LLM non gira su M.2 ? 😣

Leggendo l’SDK… Interessante… 🤔

Not really enough RAM on the M.2 to run an LLM, at least the way everything currently works. Check out the PCIe card if LLMs are what you need, though.


  • Author
  • Cadet
  • July 14, 2025

Hello Spanner, thanks for all the reply...

Ollama say: 

Model: gemma3:12b

Microsoft Windows [Versione 10.0.26100.4652]
(c) Microsoft Corporation. Tutti i diritti riservati.

C:\Users\LucaF>ollama ps
NAME          ID              SIZE     PROCESSOR          UNTIL
gemma3:12b    f4031aab637d    11 GB    55%/45% CPU/GPU    4 minutes from now

means CUDA drivers ?

 

CPU:

11th Gen Intel Core i9-11900H 2.5Ghz ( 8 Cores )

RAM:

32GB DDR4 2666MHz

VIDEO CARD:

Nvidia RTX3600 6GB RAM ( Laptop series )

 

So seams, that ollama can allocate “thread” on CPU and GPU. In these configuration the model tends to be sloow ( mean inference, right ? )… The model is 12 Billion fo parameters…

What do you think ?

Seriously, my laptop need a new Brain. A way to communicate with me….…

Yes the cloud, other machines do their job… ( Embedded )

Why not ? Like HAL9000, may be ? Better ?

A new window ( OS ) for the future :)

 

I still believe that PCI 3 is not a problem…

PCIe 3.0, also known as PCIe Gen 3, has a transfer speed of 8 GT/s (gigatransfers per second) per lane. This translates to roughly 1 GB/s (gigabyte per second) of effective data transfer rate per lane. A standard PCIe 3.0 x4 slot, commonly found on motherboards, offers a total of 4 lanes, resulting in a maximum theoretical bandwidth of 4 GB/

Anyway my Orange has to arrive… So party ? :)


jonask-ai
Axelera Team
  • Axelera Team
  • Answer
  • July 16, 2025

Ciao Falcon9,

honestamente non riesco a seguirti 😅

I also find the thought interesting, that LLMs will be in a way become an addition to existing operating systems, like what we see in science fiction. Would be great to have it e.g. in a smart speaker for the beginning 🤓

Just to make sure I am understanding the technical part right: 
You are already running (inference) LLMs like gemma3:12b on your Laptop (with intel CPU and NVIDIA GPU) via Ollama, but you are not happy with the performance right?

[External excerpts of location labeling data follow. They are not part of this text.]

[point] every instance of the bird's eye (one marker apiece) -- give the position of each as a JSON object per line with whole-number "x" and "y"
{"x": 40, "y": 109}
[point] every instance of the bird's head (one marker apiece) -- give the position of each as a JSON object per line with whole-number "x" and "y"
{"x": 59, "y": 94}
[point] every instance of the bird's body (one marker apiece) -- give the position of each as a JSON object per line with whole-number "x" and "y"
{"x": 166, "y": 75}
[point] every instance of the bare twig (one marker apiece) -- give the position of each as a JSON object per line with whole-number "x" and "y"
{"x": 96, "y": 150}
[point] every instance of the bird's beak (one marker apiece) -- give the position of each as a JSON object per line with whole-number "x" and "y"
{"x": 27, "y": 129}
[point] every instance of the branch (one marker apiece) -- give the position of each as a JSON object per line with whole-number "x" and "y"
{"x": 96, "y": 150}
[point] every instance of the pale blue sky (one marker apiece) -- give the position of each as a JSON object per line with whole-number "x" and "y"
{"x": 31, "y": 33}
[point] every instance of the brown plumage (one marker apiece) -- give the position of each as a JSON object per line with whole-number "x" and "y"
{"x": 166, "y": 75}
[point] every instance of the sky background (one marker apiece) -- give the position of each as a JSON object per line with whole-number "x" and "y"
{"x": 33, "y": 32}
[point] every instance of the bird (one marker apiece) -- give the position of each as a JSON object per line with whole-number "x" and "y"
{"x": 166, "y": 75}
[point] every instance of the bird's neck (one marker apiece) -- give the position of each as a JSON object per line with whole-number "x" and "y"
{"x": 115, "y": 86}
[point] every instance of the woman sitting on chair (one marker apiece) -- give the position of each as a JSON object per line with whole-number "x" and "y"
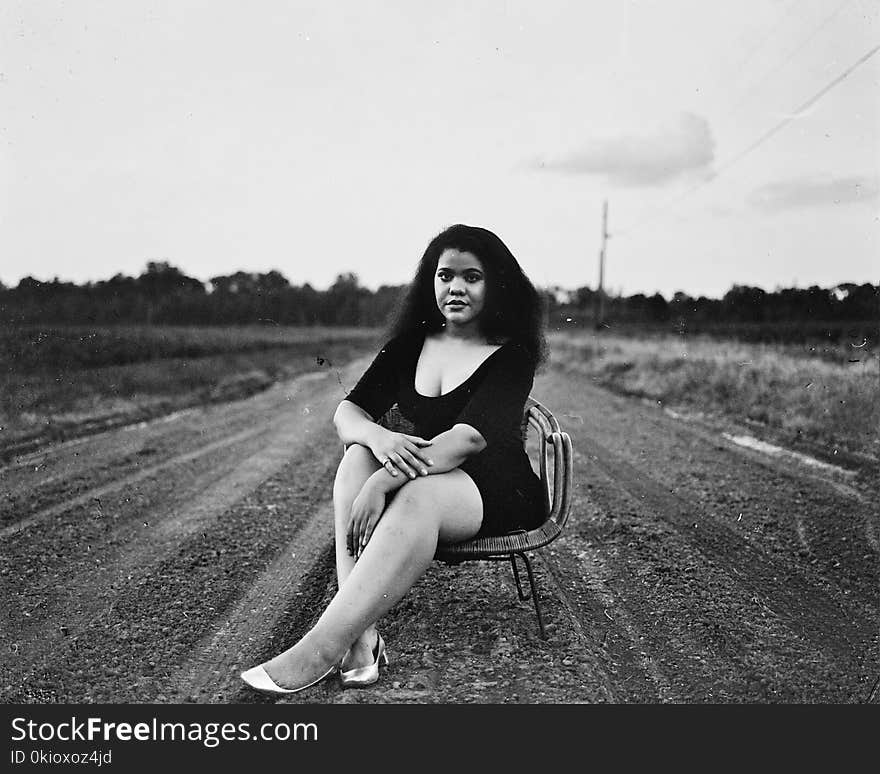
{"x": 459, "y": 362}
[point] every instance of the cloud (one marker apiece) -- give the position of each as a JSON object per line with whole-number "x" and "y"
{"x": 814, "y": 192}
{"x": 649, "y": 159}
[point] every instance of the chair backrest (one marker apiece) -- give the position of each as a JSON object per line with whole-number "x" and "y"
{"x": 554, "y": 460}
{"x": 554, "y": 454}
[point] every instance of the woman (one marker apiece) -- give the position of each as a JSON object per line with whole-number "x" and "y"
{"x": 459, "y": 362}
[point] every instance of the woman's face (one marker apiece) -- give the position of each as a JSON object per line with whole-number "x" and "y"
{"x": 459, "y": 288}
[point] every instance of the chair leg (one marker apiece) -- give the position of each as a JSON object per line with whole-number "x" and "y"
{"x": 523, "y": 597}
{"x": 533, "y": 590}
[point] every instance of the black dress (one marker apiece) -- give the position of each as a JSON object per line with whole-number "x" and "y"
{"x": 491, "y": 400}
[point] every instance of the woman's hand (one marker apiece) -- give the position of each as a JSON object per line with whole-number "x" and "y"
{"x": 400, "y": 452}
{"x": 366, "y": 510}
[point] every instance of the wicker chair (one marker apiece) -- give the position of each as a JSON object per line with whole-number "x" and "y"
{"x": 555, "y": 466}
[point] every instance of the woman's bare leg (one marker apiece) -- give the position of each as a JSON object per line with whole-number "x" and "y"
{"x": 445, "y": 507}
{"x": 357, "y": 465}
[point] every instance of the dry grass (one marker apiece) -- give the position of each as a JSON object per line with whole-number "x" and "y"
{"x": 795, "y": 390}
{"x": 56, "y": 381}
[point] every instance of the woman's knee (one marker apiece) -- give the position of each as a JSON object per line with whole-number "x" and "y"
{"x": 435, "y": 497}
{"x": 357, "y": 463}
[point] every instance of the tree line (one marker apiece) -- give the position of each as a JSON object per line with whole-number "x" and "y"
{"x": 164, "y": 295}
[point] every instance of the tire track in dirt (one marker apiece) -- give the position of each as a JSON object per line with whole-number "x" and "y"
{"x": 768, "y": 625}
{"x": 798, "y": 603}
{"x": 248, "y": 634}
{"x": 133, "y": 559}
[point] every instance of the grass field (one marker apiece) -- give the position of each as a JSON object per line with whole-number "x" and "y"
{"x": 825, "y": 394}
{"x": 56, "y": 383}
{"x": 59, "y": 382}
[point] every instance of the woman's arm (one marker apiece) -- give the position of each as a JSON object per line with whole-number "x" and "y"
{"x": 353, "y": 424}
{"x": 448, "y": 450}
{"x": 404, "y": 452}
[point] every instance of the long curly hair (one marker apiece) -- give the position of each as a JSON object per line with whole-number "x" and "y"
{"x": 514, "y": 309}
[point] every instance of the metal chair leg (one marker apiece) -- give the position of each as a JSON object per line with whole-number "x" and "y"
{"x": 533, "y": 593}
{"x": 523, "y": 597}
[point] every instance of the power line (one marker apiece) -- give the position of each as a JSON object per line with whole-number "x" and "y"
{"x": 769, "y": 34}
{"x": 760, "y": 82}
{"x": 753, "y": 146}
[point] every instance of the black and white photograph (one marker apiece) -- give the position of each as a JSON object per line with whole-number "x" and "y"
{"x": 461, "y": 353}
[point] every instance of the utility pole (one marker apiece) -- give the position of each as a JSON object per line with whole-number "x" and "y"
{"x": 600, "y": 301}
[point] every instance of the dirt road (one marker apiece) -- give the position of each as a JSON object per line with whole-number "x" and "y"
{"x": 153, "y": 562}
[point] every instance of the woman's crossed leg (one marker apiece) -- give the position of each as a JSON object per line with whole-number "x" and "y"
{"x": 443, "y": 507}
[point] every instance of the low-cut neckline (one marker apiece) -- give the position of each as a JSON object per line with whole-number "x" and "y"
{"x": 458, "y": 386}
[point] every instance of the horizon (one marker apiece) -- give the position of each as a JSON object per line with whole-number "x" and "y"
{"x": 610, "y": 292}
{"x": 738, "y": 148}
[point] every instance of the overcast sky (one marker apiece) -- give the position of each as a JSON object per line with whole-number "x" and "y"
{"x": 324, "y": 137}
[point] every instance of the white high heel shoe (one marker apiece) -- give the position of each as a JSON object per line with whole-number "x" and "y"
{"x": 364, "y": 676}
{"x": 258, "y": 679}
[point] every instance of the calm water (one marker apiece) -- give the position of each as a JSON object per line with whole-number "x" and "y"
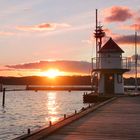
{"x": 30, "y": 109}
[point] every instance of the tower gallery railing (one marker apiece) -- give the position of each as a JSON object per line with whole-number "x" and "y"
{"x": 98, "y": 63}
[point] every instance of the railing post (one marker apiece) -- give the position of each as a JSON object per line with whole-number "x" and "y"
{"x": 3, "y": 98}
{"x": 64, "y": 116}
{"x": 50, "y": 123}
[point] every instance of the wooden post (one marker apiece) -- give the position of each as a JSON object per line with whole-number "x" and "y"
{"x": 50, "y": 123}
{"x": 28, "y": 131}
{"x": 3, "y": 98}
{"x": 64, "y": 116}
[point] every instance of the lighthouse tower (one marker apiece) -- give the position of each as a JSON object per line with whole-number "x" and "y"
{"x": 110, "y": 69}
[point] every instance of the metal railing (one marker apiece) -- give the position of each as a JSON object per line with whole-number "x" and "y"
{"x": 125, "y": 62}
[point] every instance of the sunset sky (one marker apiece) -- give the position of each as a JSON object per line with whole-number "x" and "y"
{"x": 38, "y": 35}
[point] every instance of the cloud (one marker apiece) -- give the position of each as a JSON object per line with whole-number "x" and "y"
{"x": 4, "y": 33}
{"x": 64, "y": 65}
{"x": 43, "y": 27}
{"x": 127, "y": 39}
{"x": 131, "y": 27}
{"x": 118, "y": 14}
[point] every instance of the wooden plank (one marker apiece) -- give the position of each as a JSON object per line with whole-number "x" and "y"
{"x": 118, "y": 120}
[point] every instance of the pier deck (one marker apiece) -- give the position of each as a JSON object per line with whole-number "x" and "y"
{"x": 117, "y": 120}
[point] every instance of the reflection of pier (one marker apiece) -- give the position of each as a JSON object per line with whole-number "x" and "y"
{"x": 71, "y": 88}
{"x": 117, "y": 118}
{"x": 66, "y": 88}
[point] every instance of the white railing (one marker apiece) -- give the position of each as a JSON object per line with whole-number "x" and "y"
{"x": 113, "y": 62}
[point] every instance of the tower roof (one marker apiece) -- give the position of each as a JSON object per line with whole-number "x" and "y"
{"x": 110, "y": 46}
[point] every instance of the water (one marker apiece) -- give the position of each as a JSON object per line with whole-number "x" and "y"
{"x": 30, "y": 109}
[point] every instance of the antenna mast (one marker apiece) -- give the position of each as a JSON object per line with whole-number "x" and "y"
{"x": 99, "y": 34}
{"x": 136, "y": 62}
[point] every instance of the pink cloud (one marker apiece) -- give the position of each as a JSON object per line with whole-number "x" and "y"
{"x": 118, "y": 14}
{"x": 127, "y": 39}
{"x": 131, "y": 27}
{"x": 44, "y": 27}
{"x": 4, "y": 33}
{"x": 64, "y": 65}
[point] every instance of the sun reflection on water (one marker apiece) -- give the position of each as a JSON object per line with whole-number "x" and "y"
{"x": 52, "y": 107}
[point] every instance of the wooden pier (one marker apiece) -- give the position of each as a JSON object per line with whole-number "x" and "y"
{"x": 117, "y": 119}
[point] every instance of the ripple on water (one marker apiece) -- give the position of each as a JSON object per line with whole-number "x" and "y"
{"x": 28, "y": 109}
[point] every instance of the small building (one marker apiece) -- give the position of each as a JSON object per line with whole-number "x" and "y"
{"x": 110, "y": 68}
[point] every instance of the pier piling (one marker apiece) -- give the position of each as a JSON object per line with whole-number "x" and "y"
{"x": 3, "y": 98}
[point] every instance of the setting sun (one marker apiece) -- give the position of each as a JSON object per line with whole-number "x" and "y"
{"x": 52, "y": 73}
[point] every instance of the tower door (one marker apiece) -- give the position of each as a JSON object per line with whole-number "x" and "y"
{"x": 109, "y": 84}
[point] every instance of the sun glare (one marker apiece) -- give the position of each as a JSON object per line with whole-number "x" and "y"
{"x": 52, "y": 73}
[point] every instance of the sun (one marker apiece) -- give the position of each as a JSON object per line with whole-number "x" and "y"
{"x": 51, "y": 73}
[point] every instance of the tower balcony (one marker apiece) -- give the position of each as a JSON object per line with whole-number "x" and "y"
{"x": 111, "y": 64}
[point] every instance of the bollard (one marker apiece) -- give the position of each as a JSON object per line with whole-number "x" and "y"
{"x": 50, "y": 123}
{"x": 3, "y": 98}
{"x": 28, "y": 131}
{"x": 64, "y": 116}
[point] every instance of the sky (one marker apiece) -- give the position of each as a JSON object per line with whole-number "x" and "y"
{"x": 39, "y": 35}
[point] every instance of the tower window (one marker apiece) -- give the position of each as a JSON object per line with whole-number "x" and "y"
{"x": 119, "y": 78}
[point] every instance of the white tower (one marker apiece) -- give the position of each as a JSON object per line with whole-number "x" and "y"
{"x": 110, "y": 69}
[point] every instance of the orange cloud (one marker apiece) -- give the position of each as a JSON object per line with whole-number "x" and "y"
{"x": 127, "y": 39}
{"x": 44, "y": 27}
{"x": 64, "y": 65}
{"x": 118, "y": 14}
{"x": 131, "y": 27}
{"x": 4, "y": 33}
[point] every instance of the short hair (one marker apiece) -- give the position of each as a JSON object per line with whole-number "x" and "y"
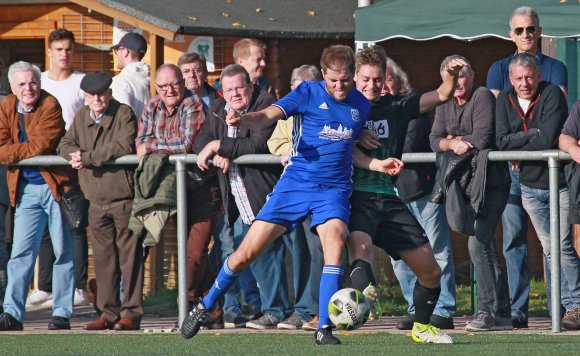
{"x": 525, "y": 11}
{"x": 373, "y": 56}
{"x": 305, "y": 72}
{"x": 466, "y": 68}
{"x": 337, "y": 57}
{"x": 242, "y": 47}
{"x": 61, "y": 34}
{"x": 192, "y": 57}
{"x": 524, "y": 59}
{"x": 404, "y": 84}
{"x": 173, "y": 67}
{"x": 235, "y": 69}
{"x": 23, "y": 67}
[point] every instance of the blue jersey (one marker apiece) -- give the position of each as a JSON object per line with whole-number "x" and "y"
{"x": 323, "y": 133}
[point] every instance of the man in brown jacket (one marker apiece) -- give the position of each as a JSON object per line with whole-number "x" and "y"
{"x": 31, "y": 124}
{"x": 102, "y": 131}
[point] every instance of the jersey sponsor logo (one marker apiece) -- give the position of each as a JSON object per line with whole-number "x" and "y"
{"x": 355, "y": 115}
{"x": 380, "y": 127}
{"x": 338, "y": 134}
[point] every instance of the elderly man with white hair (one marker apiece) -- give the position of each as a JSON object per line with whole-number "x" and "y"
{"x": 31, "y": 124}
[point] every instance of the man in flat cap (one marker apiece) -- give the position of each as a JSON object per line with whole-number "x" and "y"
{"x": 104, "y": 130}
{"x": 131, "y": 86}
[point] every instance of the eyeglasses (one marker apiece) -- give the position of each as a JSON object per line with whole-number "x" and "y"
{"x": 519, "y": 30}
{"x": 165, "y": 87}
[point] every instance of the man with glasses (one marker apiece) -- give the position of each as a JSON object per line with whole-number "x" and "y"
{"x": 525, "y": 32}
{"x": 31, "y": 124}
{"x": 131, "y": 86}
{"x": 244, "y": 189}
{"x": 101, "y": 131}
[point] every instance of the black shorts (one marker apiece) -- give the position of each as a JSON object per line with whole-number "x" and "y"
{"x": 387, "y": 220}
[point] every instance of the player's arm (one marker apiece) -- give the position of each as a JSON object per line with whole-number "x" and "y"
{"x": 255, "y": 120}
{"x": 390, "y": 166}
{"x": 570, "y": 145}
{"x": 432, "y": 99}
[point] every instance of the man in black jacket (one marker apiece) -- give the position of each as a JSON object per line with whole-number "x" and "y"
{"x": 244, "y": 187}
{"x": 530, "y": 117}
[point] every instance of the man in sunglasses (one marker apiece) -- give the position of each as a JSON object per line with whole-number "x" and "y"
{"x": 525, "y": 32}
{"x": 131, "y": 86}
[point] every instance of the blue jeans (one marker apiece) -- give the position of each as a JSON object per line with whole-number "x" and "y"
{"x": 537, "y": 204}
{"x": 515, "y": 249}
{"x": 270, "y": 272}
{"x": 35, "y": 208}
{"x": 304, "y": 246}
{"x": 229, "y": 238}
{"x": 490, "y": 273}
{"x": 432, "y": 218}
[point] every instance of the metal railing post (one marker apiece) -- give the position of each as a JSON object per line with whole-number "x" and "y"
{"x": 180, "y": 171}
{"x": 553, "y": 165}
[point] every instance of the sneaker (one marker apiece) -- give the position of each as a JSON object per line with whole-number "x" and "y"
{"x": 267, "y": 321}
{"x": 293, "y": 322}
{"x": 372, "y": 295}
{"x": 197, "y": 317}
{"x": 428, "y": 334}
{"x": 38, "y": 297}
{"x": 311, "y": 325}
{"x": 482, "y": 321}
{"x": 503, "y": 323}
{"x": 323, "y": 336}
{"x": 80, "y": 297}
{"x": 234, "y": 321}
{"x": 9, "y": 323}
{"x": 406, "y": 323}
{"x": 571, "y": 320}
{"x": 59, "y": 323}
{"x": 441, "y": 322}
{"x": 519, "y": 323}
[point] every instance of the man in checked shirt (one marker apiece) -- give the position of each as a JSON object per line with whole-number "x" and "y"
{"x": 170, "y": 124}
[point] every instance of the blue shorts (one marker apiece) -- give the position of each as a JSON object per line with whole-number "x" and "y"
{"x": 291, "y": 202}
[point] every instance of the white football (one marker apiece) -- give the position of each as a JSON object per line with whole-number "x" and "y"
{"x": 348, "y": 309}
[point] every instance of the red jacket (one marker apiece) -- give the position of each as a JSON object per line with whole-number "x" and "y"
{"x": 44, "y": 129}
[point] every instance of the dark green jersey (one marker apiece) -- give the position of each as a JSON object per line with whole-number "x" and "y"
{"x": 389, "y": 119}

So in order for you to run Language Models with our current version of SDK, you’d need to have a PCIe card and a system which has a slot for the PCIe card. The M.2 will not work, as our Metis chip has a memory associated with it, which is in the case of M.2 not sufficient to run the LLMs in our test environment. 


  • Author
  • Cadet
  • July 16, 2025

Hello Jonask-ai

Yes, the actually M.2 Metis ( NOT THE CHIP ITSELF ) has only 1Gig of ram. Ok.

Means this product is suitable for AI machine vision.

Embedded… in…

Orange Pi 5 Plus 16GB LPDDR4/4x Rockchip RK3588 8-Core 64-Bit Single Board Computer con eMMC Socket. ( ARRIVED TODAY :) )

Now i’m able to add computer vision to my smart home ( whit a Linux based Router, Access Point, Custom home management server, mqtt, zigbee. With a little cost…

And Alexa… Now i want say… Locally...

MentorPi Open Source Robot Car: ROS2 & Raspberry Pi 5

Hiwonder xArm AI Programmable Desktop Robot Arm with AI Vision & Voice Interaction

This isn't meant to be a criticism, just a consideration… The Metis Chip is capable of… ?

How many papers and very interesting youtube video about ai… Have you see the new Hugging Face hand ?

Anyway… Just a consideration...


  • Cadet
  • November 19, 2025

Non c’è modo di aggiungere RAM a questa bellezza 😁?

E’ perfetta per il mio Laptop o su Orange PI ( Embedded ).

PCIe 5.0 ?

 

LLM non gira su M.2 ? 😣

Leggendo l’SDK… Interessante… 🤔


Ciao ​@Falcon9 ,

Welcome to the community! It sounds like you have an awesome setup going with the Orange Pi 5 Plus and your smart home integration. 🤖🏠

To clear up the confusion regarding the Metis chip, memory, and what it can actually run, here is the breakdown:

1. Computer Vision is the "Home Turf" You are absolutely right. The Metis accelerator was primarily born for high-performance Computer Vision. It excels at:

  • Classification: EfficientNet, MobileNet, ResNet.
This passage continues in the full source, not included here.